Ishibashi Mail Magazine

Ishibashi Mail Magazine Vol.56

この一枚を聞け! [FOCUS AT THE RAINBOW / FOCUS]



 今回はオランダが生んだプログレバンド、フォーカスのライブアルバムを紹介しよう。70年に「FOCUS PLAYS FOCUS」でデビューを果たすが全く売れずに、その後ヒットナンバーに恵まれたため、新たにその曲を入れてアルバムを発売し直すという奇妙なデビューの仕方である。

 バンドの形態といえばキーボード、ギター、ベース、ドラムという最小限度プログレ編成である。しかし、このバンドにはキーパーソンになる人物が二人いる。その一人がキーボードのタイス・ヴァン・レアである。キーボードに加えヴォーカルもとるのだが、この声がまた渋い!全編ではないがヨーデルで歌う部分があるのだ。そうです!あのヨ〜ロロィロイルレ〜というあれなんです。この時点でダメだという人が居るのですが、それだけではないのです。フルートも吹いてしまいます。それもジェスロ・タルのイアン・アンダーソンのように”喋っているように吹く”という特徴あるサウンドを出すんです。

 もう一人はギターのヤン・アッカーマンである。この時代にこれほど難解なフレーズや速く弾いたのは非常にショッキングであった。イエスのスティーブ・ハウも注目されていたが、ロック・テイストがあるサウンドではアッカーマンの方が凄いと感じる。バンド・サウンドはジャズ、クラシックとロックの融合という最も好きなパターンで、特にこのライブアルバムではその意味がしっかり解るようになっている。

 収録時期は1973年の5月、大ヒットアルバム「FOCUS V」が発売された頃のツアーの模様で、当時のロンドンでの名門ホール”レインボー・シアター”でのライブである。日本の昔で言う”渋公”、今で言う”国際フォーラム”みたいな感じでしょう。

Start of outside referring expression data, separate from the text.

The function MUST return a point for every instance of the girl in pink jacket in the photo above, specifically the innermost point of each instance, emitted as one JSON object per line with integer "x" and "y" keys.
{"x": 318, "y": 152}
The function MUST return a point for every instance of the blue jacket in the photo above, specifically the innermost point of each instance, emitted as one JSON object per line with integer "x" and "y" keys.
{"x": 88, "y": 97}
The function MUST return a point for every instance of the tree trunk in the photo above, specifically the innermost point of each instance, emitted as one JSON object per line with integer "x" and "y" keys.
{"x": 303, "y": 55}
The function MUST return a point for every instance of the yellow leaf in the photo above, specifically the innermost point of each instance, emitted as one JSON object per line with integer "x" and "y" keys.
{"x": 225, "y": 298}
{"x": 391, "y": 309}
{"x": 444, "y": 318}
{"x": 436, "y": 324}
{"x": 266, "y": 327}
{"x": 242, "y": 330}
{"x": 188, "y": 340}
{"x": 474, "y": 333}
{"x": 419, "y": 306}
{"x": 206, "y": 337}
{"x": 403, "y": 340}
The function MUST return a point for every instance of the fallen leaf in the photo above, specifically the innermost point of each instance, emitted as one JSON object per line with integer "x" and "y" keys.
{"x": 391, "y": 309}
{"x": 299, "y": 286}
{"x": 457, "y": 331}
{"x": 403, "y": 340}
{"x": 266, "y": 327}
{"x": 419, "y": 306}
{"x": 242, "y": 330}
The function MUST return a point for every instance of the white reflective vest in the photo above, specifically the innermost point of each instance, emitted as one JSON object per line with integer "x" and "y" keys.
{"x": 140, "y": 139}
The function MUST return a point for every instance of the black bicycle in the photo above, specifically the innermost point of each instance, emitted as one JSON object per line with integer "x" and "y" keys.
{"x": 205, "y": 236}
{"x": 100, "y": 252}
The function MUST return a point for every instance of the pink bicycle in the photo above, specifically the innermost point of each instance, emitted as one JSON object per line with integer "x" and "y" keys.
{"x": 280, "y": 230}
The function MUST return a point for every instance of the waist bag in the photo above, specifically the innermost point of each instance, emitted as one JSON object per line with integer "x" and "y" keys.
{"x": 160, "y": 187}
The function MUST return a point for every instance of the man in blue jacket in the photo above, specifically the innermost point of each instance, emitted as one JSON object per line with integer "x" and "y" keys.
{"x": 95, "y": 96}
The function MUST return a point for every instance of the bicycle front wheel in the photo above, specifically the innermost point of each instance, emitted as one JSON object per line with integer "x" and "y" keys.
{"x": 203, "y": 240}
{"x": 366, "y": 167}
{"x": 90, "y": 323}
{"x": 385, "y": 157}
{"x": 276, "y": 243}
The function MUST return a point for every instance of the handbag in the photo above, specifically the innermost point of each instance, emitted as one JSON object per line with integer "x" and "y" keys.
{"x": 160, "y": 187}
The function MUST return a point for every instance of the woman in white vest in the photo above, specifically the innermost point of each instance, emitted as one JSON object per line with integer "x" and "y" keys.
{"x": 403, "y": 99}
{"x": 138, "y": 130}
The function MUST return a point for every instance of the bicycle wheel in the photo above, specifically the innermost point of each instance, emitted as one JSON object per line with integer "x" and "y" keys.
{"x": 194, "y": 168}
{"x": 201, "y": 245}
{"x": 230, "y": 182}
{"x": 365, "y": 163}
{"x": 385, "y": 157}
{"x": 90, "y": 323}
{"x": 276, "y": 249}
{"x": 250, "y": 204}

アイルランドの英雄、THIN LIZZYもここでライブ収録をしているのでも有名である。

 そして当時のプログレバンドのアルバム・ジャケットは非常に凝った作りになっていた。EL&Pの「Brain Salad Surgery」もそうであるが、このアルバムも豪華な見開きジャケットになっている。しかも両面開きの変形版でアートな部分でも話題騒然であった。

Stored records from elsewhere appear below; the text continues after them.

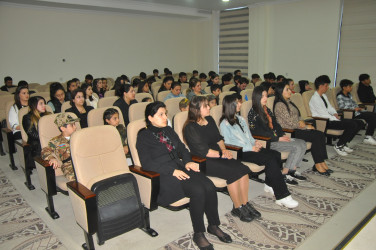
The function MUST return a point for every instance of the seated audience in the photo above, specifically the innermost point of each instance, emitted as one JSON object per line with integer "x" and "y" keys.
{"x": 89, "y": 95}
{"x": 57, "y": 97}
{"x": 365, "y": 90}
{"x": 262, "y": 122}
{"x": 79, "y": 107}
{"x": 57, "y": 153}
{"x": 175, "y": 91}
{"x": 320, "y": 107}
{"x": 126, "y": 96}
{"x": 345, "y": 101}
{"x": 21, "y": 99}
{"x": 8, "y": 84}
{"x": 179, "y": 176}
{"x": 166, "y": 84}
{"x": 194, "y": 89}
{"x": 236, "y": 132}
{"x": 204, "y": 140}
{"x": 37, "y": 106}
{"x": 288, "y": 116}
{"x": 111, "y": 117}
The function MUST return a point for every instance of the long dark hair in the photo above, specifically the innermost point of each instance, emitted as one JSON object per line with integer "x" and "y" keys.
{"x": 17, "y": 100}
{"x": 279, "y": 95}
{"x": 229, "y": 109}
{"x": 256, "y": 103}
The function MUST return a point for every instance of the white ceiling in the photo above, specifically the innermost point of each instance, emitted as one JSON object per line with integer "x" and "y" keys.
{"x": 180, "y": 8}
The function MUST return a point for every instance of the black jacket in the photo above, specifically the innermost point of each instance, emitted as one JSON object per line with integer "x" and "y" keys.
{"x": 154, "y": 156}
{"x": 260, "y": 128}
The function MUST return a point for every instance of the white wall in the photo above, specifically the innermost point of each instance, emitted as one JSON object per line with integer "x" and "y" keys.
{"x": 34, "y": 41}
{"x": 297, "y": 39}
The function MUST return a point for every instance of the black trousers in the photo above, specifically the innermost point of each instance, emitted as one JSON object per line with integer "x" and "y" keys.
{"x": 273, "y": 175}
{"x": 350, "y": 127}
{"x": 317, "y": 138}
{"x": 370, "y": 118}
{"x": 203, "y": 199}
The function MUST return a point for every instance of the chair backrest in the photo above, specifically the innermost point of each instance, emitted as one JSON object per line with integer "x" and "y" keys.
{"x": 245, "y": 108}
{"x": 179, "y": 120}
{"x": 3, "y": 104}
{"x": 162, "y": 95}
{"x": 137, "y": 111}
{"x": 354, "y": 92}
{"x": 140, "y": 96}
{"x": 223, "y": 94}
{"x": 297, "y": 99}
{"x": 172, "y": 106}
{"x": 107, "y": 101}
{"x": 227, "y": 87}
{"x": 270, "y": 102}
{"x": 97, "y": 154}
{"x": 66, "y": 105}
{"x": 216, "y": 113}
{"x": 132, "y": 132}
{"x": 248, "y": 93}
{"x": 95, "y": 116}
{"x": 45, "y": 95}
{"x": 109, "y": 93}
{"x": 307, "y": 95}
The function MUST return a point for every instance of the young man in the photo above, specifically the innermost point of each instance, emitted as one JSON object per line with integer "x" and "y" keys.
{"x": 182, "y": 77}
{"x": 8, "y": 83}
{"x": 365, "y": 91}
{"x": 57, "y": 153}
{"x": 320, "y": 107}
{"x": 345, "y": 101}
{"x": 175, "y": 91}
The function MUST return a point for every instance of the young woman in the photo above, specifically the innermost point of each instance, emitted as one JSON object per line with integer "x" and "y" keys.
{"x": 287, "y": 115}
{"x": 79, "y": 106}
{"x": 236, "y": 132}
{"x": 21, "y": 99}
{"x": 111, "y": 117}
{"x": 126, "y": 96}
{"x": 204, "y": 140}
{"x": 262, "y": 122}
{"x": 143, "y": 87}
{"x": 89, "y": 95}
{"x": 194, "y": 89}
{"x": 57, "y": 96}
{"x": 37, "y": 106}
{"x": 98, "y": 87}
{"x": 179, "y": 176}
{"x": 166, "y": 84}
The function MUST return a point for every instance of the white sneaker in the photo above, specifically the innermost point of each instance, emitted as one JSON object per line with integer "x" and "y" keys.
{"x": 268, "y": 189}
{"x": 369, "y": 140}
{"x": 288, "y": 202}
{"x": 340, "y": 150}
{"x": 348, "y": 149}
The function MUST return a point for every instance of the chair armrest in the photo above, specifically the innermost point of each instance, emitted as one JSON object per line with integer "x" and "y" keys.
{"x": 46, "y": 175}
{"x": 148, "y": 184}
{"x": 84, "y": 206}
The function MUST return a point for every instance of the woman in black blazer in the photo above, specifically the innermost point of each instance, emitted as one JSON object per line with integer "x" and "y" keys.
{"x": 161, "y": 150}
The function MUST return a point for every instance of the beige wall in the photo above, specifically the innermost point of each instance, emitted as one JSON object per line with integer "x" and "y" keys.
{"x": 296, "y": 39}
{"x": 34, "y": 41}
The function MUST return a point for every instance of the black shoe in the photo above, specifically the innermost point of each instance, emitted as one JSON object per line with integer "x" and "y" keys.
{"x": 290, "y": 180}
{"x": 296, "y": 175}
{"x": 326, "y": 173}
{"x": 202, "y": 242}
{"x": 253, "y": 210}
{"x": 243, "y": 214}
{"x": 222, "y": 236}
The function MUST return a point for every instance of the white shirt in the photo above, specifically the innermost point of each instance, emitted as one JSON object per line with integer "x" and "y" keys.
{"x": 318, "y": 109}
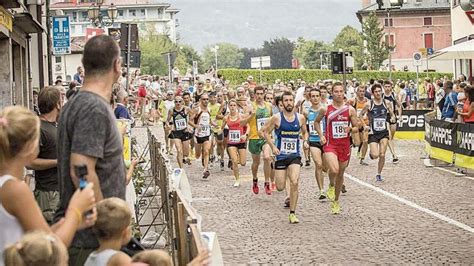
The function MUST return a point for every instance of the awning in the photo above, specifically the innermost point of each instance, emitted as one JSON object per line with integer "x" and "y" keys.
{"x": 27, "y": 23}
{"x": 464, "y": 50}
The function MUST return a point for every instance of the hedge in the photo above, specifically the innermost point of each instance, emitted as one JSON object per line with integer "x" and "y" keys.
{"x": 237, "y": 76}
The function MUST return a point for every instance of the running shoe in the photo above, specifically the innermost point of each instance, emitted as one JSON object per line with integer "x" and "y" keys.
{"x": 335, "y": 207}
{"x": 322, "y": 195}
{"x": 237, "y": 183}
{"x": 379, "y": 178}
{"x": 273, "y": 186}
{"x": 293, "y": 219}
{"x": 331, "y": 193}
{"x": 268, "y": 190}
{"x": 255, "y": 188}
{"x": 287, "y": 202}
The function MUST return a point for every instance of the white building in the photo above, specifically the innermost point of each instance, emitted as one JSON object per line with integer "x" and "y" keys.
{"x": 144, "y": 13}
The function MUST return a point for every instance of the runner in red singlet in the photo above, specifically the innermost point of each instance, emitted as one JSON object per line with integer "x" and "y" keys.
{"x": 339, "y": 118}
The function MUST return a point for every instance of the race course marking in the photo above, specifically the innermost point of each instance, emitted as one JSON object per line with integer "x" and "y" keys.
{"x": 412, "y": 204}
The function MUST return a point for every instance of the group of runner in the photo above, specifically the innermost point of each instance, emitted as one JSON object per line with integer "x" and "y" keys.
{"x": 275, "y": 128}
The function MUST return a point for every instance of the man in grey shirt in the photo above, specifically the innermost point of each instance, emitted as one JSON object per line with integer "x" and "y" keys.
{"x": 88, "y": 135}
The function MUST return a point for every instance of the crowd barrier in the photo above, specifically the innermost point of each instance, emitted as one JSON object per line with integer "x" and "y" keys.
{"x": 449, "y": 142}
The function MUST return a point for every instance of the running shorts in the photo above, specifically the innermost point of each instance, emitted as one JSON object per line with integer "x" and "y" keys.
{"x": 283, "y": 164}
{"x": 377, "y": 137}
{"x": 256, "y": 145}
{"x": 239, "y": 146}
{"x": 343, "y": 153}
{"x": 316, "y": 144}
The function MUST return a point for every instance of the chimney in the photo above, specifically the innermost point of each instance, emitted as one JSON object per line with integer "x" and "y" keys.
{"x": 366, "y": 3}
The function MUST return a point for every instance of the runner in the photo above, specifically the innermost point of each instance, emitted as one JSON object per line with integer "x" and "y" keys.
{"x": 200, "y": 119}
{"x": 336, "y": 142}
{"x": 288, "y": 126}
{"x": 389, "y": 95}
{"x": 236, "y": 140}
{"x": 316, "y": 148}
{"x": 361, "y": 137}
{"x": 258, "y": 113}
{"x": 180, "y": 131}
{"x": 378, "y": 111}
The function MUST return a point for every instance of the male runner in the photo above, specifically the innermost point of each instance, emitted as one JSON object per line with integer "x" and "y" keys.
{"x": 389, "y": 95}
{"x": 316, "y": 148}
{"x": 257, "y": 113}
{"x": 336, "y": 141}
{"x": 200, "y": 119}
{"x": 378, "y": 111}
{"x": 288, "y": 126}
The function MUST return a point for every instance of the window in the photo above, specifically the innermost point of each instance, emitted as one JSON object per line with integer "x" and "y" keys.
{"x": 428, "y": 40}
{"x": 428, "y": 21}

 バンド自体は7年間の活動で6枚のアルバムを残しているが、注目されて居たのはこのうちの数年であった。最後のアルバムには確かジャーニーでドラムを叩いていたスティーブ・スミスも在籍していた。77年に解散後、幾度か再結成されたようだがその後の活動は定かではない。しかし、このライブアルバムはイエスの「YESSONNGS」、EL&Pの「WELCOME BACK MY FRIENDS TO THE SHOW THAT NEVER ENDS... LADYS AND GENTLEMAN 」(長ッ!)に肩を並べるくらい凄いライブアルバムと言えよう!最近、リマスター紙ジャケ仕様でこの特殊ジャケットも再現されています。とにかくこの1枚を聞け!